Had my new footbeds made by Jay's SkierSynergy and I am very pleased. I discovered that I have never really skied on a flat ski with a stacked leg etc. Going down the heather runout felt markedly different, I was on a flat ski without either a dramatic angle on the boot sole or a contortion of my anatomy. It was easier to stay in the front of my boots and to modulate the edge of the ski. I feel like some of the things I've been working towards are less mystery than tangible skill to be mastered.
   The one ski skiing is progressing nicely, I am able to turn on the LTE in a fairly tight radius, although at this point there is quite a bit of steering going on. Its a big improvement from the complete collapse that existed before, I am definitely over the ski. I think I just need to get more comfortable with the balance point when tipping the ski to that side now.
  
   I'd like to say that Jay is a real class act. He was thorough in his analysis and demonstrated a wide breadth of knowledge of anatomy and its interaction with the boot and ski. He was able to relate my particular leg shape to the turn phases and articulate some technique changes to help me overcome some limitations I am stuck with. Jay was very knowledgeable of both the PSIA and PMTS systems and respectful of my position in a competing school, and I was impressed with the different approaches and similarities of his system. In summary we made somewhat radical(to me) changes in the footbed and as a result didn't have to make any big changes with the boot sole, I think it came down to identifying the root cause of the mis-alignment.
   Thanks for all the input along the way!
 

Could you explain a bit more in depth what he saw out of your legs and how he tried to correct them. Do you have a photo of your footbeds.
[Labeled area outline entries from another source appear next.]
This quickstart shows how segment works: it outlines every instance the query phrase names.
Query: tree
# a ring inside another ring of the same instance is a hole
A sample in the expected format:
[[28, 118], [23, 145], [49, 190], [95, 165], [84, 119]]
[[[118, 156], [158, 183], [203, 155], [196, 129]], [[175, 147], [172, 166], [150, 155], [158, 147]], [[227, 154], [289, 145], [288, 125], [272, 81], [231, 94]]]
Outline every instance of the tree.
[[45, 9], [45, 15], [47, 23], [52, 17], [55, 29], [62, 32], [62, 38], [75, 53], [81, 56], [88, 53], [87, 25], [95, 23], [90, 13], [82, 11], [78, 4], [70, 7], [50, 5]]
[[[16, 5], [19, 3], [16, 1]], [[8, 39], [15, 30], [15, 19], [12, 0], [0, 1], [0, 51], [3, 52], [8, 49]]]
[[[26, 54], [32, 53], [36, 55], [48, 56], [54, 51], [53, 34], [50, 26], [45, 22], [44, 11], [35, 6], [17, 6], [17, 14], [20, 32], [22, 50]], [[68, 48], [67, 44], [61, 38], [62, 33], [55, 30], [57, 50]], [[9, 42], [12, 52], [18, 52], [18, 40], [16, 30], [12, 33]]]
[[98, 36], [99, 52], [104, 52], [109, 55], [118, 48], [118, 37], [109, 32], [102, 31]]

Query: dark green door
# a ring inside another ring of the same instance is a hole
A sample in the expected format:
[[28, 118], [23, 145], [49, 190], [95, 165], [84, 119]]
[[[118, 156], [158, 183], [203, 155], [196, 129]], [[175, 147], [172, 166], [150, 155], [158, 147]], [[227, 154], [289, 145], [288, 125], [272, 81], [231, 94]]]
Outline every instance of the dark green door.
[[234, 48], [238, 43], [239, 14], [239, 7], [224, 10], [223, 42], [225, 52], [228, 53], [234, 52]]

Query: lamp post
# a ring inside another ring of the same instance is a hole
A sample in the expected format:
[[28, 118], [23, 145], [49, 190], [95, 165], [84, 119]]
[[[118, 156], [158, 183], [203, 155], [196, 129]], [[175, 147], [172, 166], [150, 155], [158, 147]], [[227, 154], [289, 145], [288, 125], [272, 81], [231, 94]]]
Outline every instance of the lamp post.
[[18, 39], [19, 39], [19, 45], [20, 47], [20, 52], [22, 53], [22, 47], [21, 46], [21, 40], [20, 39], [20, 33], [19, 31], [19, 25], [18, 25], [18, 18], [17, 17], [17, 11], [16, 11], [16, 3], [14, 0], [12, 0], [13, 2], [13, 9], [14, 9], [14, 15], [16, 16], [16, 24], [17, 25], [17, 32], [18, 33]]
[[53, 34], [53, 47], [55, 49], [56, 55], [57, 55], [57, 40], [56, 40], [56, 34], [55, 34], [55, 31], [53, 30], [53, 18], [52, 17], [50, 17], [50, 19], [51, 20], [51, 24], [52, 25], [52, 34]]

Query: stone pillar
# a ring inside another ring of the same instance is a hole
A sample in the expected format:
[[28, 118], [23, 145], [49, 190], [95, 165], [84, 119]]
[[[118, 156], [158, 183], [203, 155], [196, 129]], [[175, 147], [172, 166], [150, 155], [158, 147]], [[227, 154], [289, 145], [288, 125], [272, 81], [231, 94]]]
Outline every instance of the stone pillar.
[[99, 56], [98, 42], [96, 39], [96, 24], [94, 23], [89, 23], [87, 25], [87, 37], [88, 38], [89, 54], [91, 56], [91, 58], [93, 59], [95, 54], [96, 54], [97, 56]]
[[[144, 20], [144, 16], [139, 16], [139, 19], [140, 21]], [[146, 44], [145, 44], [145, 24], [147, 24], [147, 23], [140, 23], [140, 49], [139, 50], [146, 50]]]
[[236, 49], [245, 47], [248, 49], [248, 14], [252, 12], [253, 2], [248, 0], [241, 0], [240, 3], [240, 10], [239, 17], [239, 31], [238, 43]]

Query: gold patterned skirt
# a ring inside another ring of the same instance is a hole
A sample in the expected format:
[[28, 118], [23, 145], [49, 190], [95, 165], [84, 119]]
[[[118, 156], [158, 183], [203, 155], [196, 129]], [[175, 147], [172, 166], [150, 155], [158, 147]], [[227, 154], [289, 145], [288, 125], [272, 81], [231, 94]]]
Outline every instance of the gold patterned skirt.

It would be good to get a visual.
post #72 of 73
Thread Starter 
Mostly, my heels tip strongly to the outside, like a birds claw, with the bottom of the heel to the inside. This causes me to load bear on the outside of the foot. The heel of the footbed is angled to correct this. Addressing it this way allowed to us avoid a dramatic plane of the boot. The curvature of the tibia, especially the right side is pronounced and depending on how it is addressed either interferes with the initiation or finish of the turn. We split the difference so that the top and bottom of the turn would be affected equally and i have to make some technique adjustments such as being sure to ski into strong counter to stay aligned.
post #73 of 73
Thread Starter 
LOL looking at the title again I'm glad no-one suggested more fiber in my diet.